Use the 50 percent rule as your starting point: if the repair costs more than half of what the car is worth, fixing it is hard to justify. Then adjust for these factors.
Lean toward fixing it when:
- The vehicle is worth more than twice the repair cost.
- The engine and body are solid and you know the maintenance history.
- You can get a remanufactured unit with a multi-year warranty.
- A comparable replacement vehicle would cost far more than the repair.
Lean toward letting it go when:
- The car is worth $4,000 or less and the rebuild quote is $3,000+.
- There are other major problems stacking up (engine, rust, electrical).
- The model has a known history of repeat transmission failures.
- You would be putting more into the car than into a newer used one.
If you are weighing a repair against scrapping it, our guide on how to decide if a car is worth repairing walks through the math with real examples.

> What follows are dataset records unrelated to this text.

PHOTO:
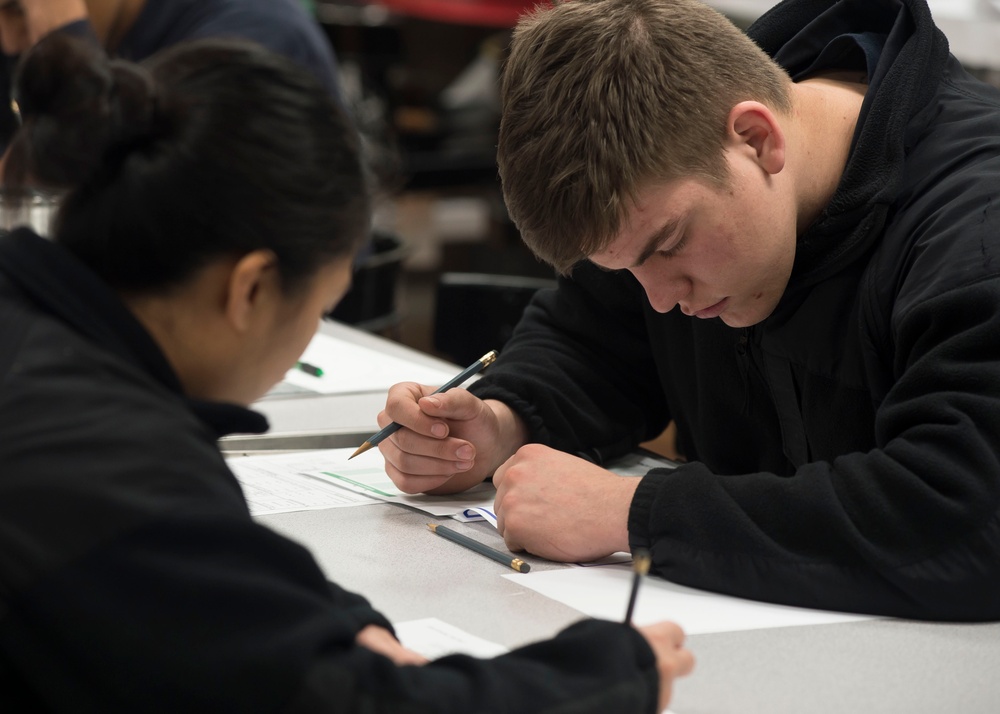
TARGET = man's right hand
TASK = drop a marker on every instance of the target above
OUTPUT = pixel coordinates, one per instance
(449, 441)
(672, 659)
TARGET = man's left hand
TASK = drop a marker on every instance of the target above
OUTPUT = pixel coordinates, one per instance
(561, 507)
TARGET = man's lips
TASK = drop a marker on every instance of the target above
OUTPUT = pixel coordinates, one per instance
(713, 310)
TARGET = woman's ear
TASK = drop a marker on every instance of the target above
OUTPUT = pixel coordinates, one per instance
(754, 127)
(252, 288)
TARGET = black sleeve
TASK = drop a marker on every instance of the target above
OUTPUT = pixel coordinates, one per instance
(910, 528)
(579, 369)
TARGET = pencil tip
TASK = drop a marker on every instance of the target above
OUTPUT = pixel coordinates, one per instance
(360, 450)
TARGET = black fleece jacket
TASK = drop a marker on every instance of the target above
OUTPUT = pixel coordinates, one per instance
(132, 578)
(845, 452)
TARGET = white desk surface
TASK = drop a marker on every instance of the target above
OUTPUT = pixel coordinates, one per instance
(386, 553)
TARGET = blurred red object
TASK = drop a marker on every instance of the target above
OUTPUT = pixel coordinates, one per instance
(490, 13)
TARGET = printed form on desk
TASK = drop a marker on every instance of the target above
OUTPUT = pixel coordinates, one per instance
(326, 478)
(351, 368)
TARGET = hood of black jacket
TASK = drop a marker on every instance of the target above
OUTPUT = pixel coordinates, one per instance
(909, 65)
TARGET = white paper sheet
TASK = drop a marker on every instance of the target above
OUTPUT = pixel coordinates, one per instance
(435, 638)
(350, 368)
(279, 483)
(604, 593)
(366, 474)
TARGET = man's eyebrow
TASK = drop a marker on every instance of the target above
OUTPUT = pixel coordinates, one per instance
(656, 240)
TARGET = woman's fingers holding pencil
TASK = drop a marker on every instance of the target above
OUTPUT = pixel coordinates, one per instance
(672, 659)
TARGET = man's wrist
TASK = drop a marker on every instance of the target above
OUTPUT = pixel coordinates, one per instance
(513, 434)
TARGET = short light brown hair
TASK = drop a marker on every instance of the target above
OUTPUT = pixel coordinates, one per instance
(601, 97)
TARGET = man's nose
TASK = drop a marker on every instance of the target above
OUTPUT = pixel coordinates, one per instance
(664, 289)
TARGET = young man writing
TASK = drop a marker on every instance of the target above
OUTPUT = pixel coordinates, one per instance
(788, 243)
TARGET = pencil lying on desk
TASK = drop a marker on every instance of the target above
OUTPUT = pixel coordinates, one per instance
(485, 361)
(641, 560)
(499, 556)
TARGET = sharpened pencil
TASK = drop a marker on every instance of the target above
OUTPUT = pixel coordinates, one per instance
(485, 361)
(481, 548)
(641, 560)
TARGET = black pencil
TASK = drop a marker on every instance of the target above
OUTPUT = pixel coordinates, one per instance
(499, 556)
(485, 361)
(641, 561)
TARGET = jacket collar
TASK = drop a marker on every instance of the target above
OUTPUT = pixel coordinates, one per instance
(58, 284)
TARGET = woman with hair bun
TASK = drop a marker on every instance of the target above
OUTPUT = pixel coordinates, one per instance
(213, 200)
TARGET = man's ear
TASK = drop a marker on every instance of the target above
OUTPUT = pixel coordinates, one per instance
(755, 127)
(252, 285)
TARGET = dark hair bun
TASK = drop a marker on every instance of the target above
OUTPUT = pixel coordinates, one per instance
(79, 110)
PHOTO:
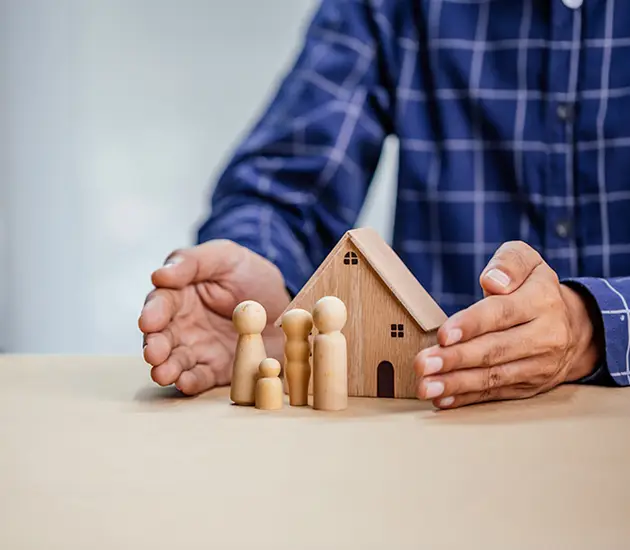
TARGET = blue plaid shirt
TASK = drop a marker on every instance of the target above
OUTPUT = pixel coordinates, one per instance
(513, 119)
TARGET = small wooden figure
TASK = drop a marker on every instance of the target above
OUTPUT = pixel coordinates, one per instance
(249, 319)
(269, 394)
(391, 317)
(297, 325)
(330, 357)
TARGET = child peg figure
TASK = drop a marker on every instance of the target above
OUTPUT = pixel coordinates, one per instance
(269, 391)
(249, 319)
(297, 325)
(330, 355)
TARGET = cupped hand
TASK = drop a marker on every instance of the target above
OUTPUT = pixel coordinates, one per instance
(189, 339)
(528, 334)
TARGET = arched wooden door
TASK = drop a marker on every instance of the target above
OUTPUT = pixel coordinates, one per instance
(385, 380)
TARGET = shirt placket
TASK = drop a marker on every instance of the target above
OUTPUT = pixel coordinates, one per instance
(564, 54)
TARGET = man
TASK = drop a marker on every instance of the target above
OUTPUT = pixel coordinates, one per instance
(513, 119)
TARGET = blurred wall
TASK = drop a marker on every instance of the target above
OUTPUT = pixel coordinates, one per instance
(116, 117)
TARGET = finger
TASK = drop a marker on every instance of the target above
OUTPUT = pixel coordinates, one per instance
(204, 262)
(180, 360)
(159, 310)
(482, 380)
(158, 347)
(197, 380)
(492, 314)
(503, 393)
(495, 348)
(509, 268)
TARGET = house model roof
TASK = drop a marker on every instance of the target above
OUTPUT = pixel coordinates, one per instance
(393, 273)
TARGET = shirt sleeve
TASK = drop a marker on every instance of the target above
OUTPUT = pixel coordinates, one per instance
(610, 298)
(299, 179)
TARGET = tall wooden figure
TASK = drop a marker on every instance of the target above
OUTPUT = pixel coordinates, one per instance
(249, 319)
(330, 355)
(297, 325)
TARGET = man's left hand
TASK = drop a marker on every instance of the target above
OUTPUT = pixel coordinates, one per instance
(528, 334)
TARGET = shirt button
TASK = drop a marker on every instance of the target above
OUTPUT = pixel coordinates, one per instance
(563, 228)
(565, 112)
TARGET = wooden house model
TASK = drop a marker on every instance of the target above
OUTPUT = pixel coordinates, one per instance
(391, 317)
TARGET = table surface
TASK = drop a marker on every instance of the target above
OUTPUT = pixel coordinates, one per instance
(94, 455)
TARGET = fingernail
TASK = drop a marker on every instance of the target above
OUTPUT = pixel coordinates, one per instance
(453, 336)
(432, 365)
(172, 261)
(446, 401)
(433, 389)
(498, 277)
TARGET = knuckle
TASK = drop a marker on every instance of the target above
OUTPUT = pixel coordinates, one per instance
(502, 309)
(493, 355)
(493, 379)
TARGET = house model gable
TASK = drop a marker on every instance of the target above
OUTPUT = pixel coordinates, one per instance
(391, 317)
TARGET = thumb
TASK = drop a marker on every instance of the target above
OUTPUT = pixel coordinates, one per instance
(208, 261)
(509, 268)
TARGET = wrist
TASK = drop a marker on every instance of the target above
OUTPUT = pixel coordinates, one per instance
(586, 333)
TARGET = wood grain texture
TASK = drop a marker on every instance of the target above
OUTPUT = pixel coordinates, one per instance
(95, 456)
(371, 311)
(269, 394)
(398, 278)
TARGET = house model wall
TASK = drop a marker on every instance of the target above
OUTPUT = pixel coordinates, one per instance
(390, 315)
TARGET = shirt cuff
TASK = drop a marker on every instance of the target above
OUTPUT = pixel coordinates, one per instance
(611, 322)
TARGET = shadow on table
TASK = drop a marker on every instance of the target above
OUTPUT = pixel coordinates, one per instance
(566, 402)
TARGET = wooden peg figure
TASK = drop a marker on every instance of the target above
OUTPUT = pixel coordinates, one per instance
(269, 391)
(249, 319)
(297, 325)
(330, 355)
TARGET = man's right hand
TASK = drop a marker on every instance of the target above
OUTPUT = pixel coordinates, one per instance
(187, 320)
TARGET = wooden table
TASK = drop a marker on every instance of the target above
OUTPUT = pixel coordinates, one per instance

❓ Frequently asked questions
⚡ TL;DR
The cost to fix a blown transmission runs $1,800 to $6,000+ installed, split across three options: rebuild ($1,800-$3,500), remanufactured replacement ($3,000-$6,000+), or a used swap ($1,200-$2,800). CVTs cost more and are rarely rebuilt. Before you pay for a teardown, confirm the unit is actually blown and not a cheap solenoid or leak, and run the quote against the 50 percent rule so you don't sink money into a car that isn't worth saving.